RFR: 8267968: [PPC64] Use prefixed load and addi instructions for better performance in POWER10 [v3]

Wed Jun 9 14:10:16 UTC 2021

On Wed, 9 Jun 2021 11:24:33 GMT, Kazunori Ogata <ogatak at openjdk.org> wrote:

>> The POWER10 processor supports prefixed load and addi instructions that have larger displacement field of up to 34-bits. We can reduce instruction cycles to load constant from TOC and load an immediate value to a register.
>> 
>> Assembler::{load|add}_const_optimized() and LoadCon[LPFD]Nodes are modified to use prefixed instructions, with fixing other functions that are affected by this change.
>> 
>> I ran jtreg test on both POWER10 and POWER8 machines by using "make test-tier1" and verified no additional fails by this change. I also ran DaCapo, Renaissance, and SPECjbb2015 on both of them and verified they run successfully.
>
> Kazunori Ogata has updated the pull request incrementally with two additional commits since the last revision:
> 
>  - Revert changes for pusing nodes in loadConLNodesTuple and add comments about the node _last points to
>  - Fix grammatical errors in comments

Sorry for my late response. I was busy with other things. I've looked at this change for some time and I wonder if such a complex change should be done at all. I like the idea, but does it really improve performance for any real applications or benchmarks? At least those parts which only increase complexity should not get done.

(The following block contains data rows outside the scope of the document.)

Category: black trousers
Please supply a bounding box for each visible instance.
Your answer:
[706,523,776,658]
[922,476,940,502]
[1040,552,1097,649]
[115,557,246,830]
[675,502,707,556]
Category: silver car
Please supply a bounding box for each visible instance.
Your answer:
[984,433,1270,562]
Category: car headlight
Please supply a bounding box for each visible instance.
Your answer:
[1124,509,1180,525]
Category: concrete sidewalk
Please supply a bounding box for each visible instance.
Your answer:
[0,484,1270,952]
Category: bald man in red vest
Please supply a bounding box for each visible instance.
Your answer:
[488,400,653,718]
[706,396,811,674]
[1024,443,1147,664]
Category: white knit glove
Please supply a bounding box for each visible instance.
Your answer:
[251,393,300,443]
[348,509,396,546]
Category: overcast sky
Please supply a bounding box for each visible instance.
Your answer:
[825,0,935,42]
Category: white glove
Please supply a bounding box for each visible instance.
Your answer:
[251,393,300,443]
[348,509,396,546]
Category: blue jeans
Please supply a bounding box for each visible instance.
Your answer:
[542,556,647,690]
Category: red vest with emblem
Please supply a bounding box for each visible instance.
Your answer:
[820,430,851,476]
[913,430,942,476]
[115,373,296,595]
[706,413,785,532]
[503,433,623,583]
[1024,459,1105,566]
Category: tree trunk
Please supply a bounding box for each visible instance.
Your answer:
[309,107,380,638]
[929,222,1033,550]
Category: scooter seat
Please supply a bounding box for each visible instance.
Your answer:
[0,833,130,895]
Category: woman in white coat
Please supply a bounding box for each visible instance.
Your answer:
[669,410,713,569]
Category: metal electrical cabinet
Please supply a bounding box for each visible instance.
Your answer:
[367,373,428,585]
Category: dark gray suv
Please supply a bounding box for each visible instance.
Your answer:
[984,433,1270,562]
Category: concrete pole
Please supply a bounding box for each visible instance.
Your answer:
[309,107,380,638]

src/hotspot/cpu/ppc/assembler_ppc.cpp line 352:

> 350: void Assembler::paddi_or_addi(Register d, Register s, long si34) {
> 351:   if (is_simm16(si34)) {
> 352:     addi_r0ok(d, s, (int)si34);

If r0 is ok, it should be named paddi_or_addi_r0ok and users should assert not to use r0 for a real addition.

src/hotspot/cpu/ppc/assembler_ppc.cpp line 364:

> 362:       // we avoid a buffer overrun in the actual code generation phase.
> 363:       nop();
> 364:     }

Scratch emit should be able to determine the size precisely, not just a pessimistic estimation. Please don't break this design.

src/hotspot/cpu/ppc/ppc.ad line 6400:

> 6398: 
> 6399:   format %{ "LFS     $dst, offset, $toc \t// load float $src from TOC" %}
> 6400:   size(8);

sizes should be precise.

-------------

PR: https://git.openjdk.java.net/jdk/pull/4267